One study of 25 patients with AMD, aged 48 to 79 years, reported the results of both nutritional supplementation and electrical stimulation.4 Patients were treated for varying intervals, from 2 years to 7 years with a daily multivitamin and mineral supplement, and a monthly administration of electrical treatment of 200 microamperes on the closed eyelid for 7 minutes for each eye. There was no control population for comparison purposes.
The study reported the following results: 15 patients improved their visual acuity, and 10 patients had reduced acuity. The overall group lost an average of 0.30 letters of visual acuity over an average treatment period of 4.0 years.4
A second paper reported on two series of patients.5 One series of 12 patients with AMD, aged 60 to 89 years, were followed for up to 6 years and treated with nutritional supplements and microcurrent stimulation once a week for 6 weeks. The second series of 34 patients with AMD, aged 61 to 87 years, were followed for up to 6 years and treated with nutritional supplements and microcurrent stimulation several times a week. There was no control population in either series for comparison purposes. The machines used delivered 200 microamperes at ±9 volts of alternating, square wave current. The series of 12 patients showed an average loss of 3 letters of visual acuity over a 2-year period.

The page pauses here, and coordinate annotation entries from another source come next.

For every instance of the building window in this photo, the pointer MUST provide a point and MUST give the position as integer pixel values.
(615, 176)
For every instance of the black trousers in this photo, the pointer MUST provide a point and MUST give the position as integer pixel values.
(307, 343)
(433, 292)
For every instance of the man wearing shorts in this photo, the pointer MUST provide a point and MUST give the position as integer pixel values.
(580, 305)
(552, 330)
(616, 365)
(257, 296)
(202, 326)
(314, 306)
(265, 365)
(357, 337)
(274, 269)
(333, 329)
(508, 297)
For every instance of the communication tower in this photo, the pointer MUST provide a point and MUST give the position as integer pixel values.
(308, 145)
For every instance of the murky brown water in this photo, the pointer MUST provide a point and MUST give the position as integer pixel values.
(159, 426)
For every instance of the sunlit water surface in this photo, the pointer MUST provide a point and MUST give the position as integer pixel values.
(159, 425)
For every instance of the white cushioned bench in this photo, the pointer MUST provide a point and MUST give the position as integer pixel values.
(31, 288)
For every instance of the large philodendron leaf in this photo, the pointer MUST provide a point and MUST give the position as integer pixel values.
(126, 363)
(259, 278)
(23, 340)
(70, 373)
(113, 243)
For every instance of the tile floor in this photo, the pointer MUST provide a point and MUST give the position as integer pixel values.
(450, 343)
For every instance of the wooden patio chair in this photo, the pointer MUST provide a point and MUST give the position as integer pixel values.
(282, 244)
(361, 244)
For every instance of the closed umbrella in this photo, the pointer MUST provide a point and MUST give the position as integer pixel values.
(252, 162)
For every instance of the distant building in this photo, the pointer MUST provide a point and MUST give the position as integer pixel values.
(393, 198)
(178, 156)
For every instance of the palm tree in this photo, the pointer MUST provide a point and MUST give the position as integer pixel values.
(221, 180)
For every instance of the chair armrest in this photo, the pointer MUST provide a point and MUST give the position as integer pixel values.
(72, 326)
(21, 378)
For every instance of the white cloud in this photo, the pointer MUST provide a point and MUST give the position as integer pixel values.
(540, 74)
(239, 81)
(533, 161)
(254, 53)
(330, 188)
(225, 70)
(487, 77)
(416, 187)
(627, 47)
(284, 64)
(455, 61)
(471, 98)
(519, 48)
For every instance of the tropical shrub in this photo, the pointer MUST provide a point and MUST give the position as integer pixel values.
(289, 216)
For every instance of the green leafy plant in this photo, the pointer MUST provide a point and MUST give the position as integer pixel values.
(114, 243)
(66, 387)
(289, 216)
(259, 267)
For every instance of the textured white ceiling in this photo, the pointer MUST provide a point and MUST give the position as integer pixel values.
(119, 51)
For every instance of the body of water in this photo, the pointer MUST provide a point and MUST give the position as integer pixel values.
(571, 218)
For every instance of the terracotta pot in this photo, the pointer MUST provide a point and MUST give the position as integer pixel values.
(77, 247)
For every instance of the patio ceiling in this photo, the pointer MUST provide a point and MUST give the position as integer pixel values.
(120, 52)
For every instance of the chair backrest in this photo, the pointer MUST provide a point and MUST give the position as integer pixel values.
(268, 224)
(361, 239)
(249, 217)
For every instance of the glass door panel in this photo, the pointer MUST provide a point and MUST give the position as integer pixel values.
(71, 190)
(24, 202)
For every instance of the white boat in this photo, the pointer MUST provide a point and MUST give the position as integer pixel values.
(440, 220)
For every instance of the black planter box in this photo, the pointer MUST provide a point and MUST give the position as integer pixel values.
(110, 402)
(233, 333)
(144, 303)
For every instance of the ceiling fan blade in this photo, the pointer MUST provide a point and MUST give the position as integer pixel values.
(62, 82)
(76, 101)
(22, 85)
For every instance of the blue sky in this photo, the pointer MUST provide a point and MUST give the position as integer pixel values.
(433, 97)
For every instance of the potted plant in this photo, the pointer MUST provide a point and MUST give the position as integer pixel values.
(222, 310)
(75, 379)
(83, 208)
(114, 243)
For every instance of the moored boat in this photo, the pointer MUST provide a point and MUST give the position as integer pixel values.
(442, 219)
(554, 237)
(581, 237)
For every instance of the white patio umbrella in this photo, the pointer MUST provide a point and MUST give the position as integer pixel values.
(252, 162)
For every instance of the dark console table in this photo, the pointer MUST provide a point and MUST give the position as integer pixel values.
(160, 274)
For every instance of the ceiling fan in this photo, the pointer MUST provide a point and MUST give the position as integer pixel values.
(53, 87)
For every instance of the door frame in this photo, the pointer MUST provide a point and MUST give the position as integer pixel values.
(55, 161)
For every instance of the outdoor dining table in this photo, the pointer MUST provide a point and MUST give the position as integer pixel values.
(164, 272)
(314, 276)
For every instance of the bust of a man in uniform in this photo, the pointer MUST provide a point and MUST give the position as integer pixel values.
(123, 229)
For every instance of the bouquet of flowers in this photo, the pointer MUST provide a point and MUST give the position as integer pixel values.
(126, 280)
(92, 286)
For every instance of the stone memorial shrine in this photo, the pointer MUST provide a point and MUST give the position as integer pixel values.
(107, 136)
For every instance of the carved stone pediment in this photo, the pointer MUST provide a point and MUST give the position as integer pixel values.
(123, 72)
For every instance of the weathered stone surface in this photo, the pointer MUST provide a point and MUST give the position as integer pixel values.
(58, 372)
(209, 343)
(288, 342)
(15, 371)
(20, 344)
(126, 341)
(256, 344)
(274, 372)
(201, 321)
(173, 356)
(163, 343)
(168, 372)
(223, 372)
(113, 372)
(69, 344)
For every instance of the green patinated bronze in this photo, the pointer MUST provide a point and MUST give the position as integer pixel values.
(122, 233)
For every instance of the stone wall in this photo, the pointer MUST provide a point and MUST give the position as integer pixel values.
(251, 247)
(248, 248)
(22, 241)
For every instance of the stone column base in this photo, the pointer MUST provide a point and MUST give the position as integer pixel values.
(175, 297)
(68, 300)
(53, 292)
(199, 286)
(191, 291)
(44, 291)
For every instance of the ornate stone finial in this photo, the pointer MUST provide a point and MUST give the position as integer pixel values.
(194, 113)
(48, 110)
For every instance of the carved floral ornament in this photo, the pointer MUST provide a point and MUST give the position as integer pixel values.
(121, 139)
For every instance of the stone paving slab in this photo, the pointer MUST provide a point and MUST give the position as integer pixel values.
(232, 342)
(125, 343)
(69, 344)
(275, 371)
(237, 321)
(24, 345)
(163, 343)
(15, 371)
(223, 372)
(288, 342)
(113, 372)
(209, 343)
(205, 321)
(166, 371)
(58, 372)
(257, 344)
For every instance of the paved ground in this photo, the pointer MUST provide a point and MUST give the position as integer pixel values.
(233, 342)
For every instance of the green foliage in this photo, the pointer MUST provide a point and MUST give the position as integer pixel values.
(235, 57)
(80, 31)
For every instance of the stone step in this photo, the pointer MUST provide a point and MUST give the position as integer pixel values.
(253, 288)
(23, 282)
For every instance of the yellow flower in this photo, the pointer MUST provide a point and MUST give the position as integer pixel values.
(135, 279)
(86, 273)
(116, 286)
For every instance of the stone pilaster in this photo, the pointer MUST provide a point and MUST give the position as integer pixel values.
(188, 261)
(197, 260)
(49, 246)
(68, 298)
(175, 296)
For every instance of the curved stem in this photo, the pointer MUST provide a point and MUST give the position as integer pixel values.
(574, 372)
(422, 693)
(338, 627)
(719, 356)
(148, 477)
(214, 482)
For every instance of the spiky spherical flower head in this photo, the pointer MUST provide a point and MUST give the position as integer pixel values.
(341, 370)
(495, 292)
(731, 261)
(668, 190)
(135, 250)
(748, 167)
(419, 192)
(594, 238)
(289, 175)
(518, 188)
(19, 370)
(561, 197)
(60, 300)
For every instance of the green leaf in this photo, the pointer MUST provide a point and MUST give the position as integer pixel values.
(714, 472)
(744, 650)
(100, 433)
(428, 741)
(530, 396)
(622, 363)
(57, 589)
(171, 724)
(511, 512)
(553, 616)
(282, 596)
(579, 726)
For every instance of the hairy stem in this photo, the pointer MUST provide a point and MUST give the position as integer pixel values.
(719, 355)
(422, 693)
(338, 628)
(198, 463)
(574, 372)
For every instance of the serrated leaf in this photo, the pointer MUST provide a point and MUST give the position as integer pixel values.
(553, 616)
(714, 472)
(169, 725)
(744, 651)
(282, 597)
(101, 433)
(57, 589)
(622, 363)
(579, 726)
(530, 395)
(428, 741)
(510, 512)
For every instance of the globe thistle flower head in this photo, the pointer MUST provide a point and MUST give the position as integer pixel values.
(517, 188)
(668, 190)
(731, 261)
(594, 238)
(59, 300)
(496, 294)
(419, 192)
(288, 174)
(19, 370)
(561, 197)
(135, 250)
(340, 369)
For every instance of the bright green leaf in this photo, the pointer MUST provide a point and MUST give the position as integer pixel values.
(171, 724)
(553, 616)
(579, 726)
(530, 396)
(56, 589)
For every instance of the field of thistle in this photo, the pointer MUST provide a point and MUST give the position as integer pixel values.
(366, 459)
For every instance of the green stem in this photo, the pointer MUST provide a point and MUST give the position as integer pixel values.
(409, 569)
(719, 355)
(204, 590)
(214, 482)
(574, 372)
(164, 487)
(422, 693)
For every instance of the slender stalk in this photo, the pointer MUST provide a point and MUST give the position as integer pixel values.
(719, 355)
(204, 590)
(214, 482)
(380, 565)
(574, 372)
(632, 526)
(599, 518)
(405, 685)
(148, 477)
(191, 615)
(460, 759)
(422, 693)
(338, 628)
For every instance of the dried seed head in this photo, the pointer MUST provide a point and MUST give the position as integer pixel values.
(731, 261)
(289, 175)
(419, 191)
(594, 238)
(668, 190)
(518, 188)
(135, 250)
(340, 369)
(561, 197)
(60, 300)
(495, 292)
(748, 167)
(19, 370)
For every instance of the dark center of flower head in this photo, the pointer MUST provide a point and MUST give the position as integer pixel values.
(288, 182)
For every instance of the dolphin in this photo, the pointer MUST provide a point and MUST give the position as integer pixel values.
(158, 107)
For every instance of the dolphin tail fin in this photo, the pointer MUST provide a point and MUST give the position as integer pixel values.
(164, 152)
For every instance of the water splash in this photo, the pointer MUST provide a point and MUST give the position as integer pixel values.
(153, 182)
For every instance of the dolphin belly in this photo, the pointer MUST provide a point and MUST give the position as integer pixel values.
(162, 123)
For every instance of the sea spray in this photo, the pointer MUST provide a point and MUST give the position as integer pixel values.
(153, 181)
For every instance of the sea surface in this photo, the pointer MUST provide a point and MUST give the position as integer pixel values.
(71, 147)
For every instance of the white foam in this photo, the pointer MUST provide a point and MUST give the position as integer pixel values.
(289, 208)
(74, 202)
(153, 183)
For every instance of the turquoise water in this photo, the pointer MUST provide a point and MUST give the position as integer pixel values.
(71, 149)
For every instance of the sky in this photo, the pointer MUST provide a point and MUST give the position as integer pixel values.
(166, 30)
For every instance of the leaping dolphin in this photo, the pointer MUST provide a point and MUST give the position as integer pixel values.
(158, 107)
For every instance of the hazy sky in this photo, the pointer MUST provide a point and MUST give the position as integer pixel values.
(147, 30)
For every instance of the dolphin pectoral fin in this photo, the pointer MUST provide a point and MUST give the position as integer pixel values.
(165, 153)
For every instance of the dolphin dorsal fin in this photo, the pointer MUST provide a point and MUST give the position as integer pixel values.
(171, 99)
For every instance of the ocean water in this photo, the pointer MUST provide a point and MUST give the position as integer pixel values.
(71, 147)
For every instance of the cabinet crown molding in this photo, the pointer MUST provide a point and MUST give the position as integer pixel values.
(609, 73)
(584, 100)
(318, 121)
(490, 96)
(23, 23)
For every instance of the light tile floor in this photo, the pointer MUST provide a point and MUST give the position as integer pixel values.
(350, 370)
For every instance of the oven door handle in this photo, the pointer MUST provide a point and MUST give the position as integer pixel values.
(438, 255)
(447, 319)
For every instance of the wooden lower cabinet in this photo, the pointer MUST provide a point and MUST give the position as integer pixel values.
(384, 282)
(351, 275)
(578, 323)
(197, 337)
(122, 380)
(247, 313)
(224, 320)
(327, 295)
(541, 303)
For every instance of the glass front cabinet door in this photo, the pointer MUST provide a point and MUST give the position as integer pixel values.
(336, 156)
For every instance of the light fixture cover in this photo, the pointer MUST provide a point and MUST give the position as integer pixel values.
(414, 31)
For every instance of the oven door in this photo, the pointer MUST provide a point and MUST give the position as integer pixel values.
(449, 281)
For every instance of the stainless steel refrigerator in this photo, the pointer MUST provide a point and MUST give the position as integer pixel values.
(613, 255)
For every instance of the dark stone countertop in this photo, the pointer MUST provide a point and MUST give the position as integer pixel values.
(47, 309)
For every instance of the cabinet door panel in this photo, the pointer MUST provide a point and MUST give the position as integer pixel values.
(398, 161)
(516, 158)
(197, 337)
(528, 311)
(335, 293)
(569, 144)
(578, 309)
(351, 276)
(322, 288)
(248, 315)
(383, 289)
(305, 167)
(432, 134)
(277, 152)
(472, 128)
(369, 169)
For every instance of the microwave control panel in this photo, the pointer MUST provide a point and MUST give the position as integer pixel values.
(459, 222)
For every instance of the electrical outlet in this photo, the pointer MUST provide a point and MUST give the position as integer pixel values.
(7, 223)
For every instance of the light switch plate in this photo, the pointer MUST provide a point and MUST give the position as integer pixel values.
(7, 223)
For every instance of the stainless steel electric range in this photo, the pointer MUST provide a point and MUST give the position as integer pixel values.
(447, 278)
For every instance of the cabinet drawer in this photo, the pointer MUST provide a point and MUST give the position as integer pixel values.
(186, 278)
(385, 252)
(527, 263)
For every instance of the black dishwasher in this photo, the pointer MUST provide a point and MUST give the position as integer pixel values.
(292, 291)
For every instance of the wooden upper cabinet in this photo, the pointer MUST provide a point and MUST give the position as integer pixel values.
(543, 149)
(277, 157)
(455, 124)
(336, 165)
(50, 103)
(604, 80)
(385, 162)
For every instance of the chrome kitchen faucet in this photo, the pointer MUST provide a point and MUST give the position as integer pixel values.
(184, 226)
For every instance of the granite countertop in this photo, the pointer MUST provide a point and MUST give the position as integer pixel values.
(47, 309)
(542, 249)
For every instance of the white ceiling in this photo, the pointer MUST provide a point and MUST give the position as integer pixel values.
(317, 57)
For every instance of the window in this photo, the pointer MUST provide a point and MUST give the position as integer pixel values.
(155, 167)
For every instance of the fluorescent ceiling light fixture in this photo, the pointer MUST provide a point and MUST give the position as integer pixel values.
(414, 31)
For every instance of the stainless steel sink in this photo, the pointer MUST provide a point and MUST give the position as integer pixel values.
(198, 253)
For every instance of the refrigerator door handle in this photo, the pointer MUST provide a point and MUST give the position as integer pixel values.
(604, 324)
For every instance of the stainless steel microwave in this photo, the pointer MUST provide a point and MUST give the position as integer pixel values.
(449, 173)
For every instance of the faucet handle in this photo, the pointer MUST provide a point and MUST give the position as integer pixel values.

The series of 34 patients had an average gain of 8.5 letters of acuity per eye.5
A third paper reported on a series of 43 patients (65 eyes) with macular degeneration treated with direct microcurrent of 200 microamperes for 20 minutes for 36 sessions.6 The treatment was applied for 10 minutes per eye three to four times a week. No details of patients’ ages or length of time of follow up was given. Thirty-five of 65 eyes (54%) had a 1 to 4 line improvement in visual acuity, 35% had no improvement, and 8% had a decline.
The overall rate of adverse effects from electrical stimulation appears to be low. In the studies of AMD and microcurrent stimulation, there were no reported adverse effects from the electrical stimulation. Adverse effects could include: electrical burns if electrodes are not coupled to conductive gel, dermatitis, and skin irritation at the electrode sites with repeated application. Some materials reviewed during the Internet search indicate that patients may self-apply the electrical stimulation, in which case there may be risks of incorrect application. There may also be risks if the current applied is higher than what has been studied. There may be a significant financial risk associated with the costs of these treatments over a long period of time.
Questions for Scientific Inquiry
- What is the biological basis for microcurrent stimulation for treating AMD?
- Does microcurrent stimulation reduce visual loss caused by AMD, using randomized controlled clinical trials in larger, well-designed studies with adequate statistical analyses, standardized outcome measures and sufficient follow-up intervals?
- How effective is microcurrent stimulation compared to standard therapies for AMD, i.e., laser surgery and photodynamic therapy?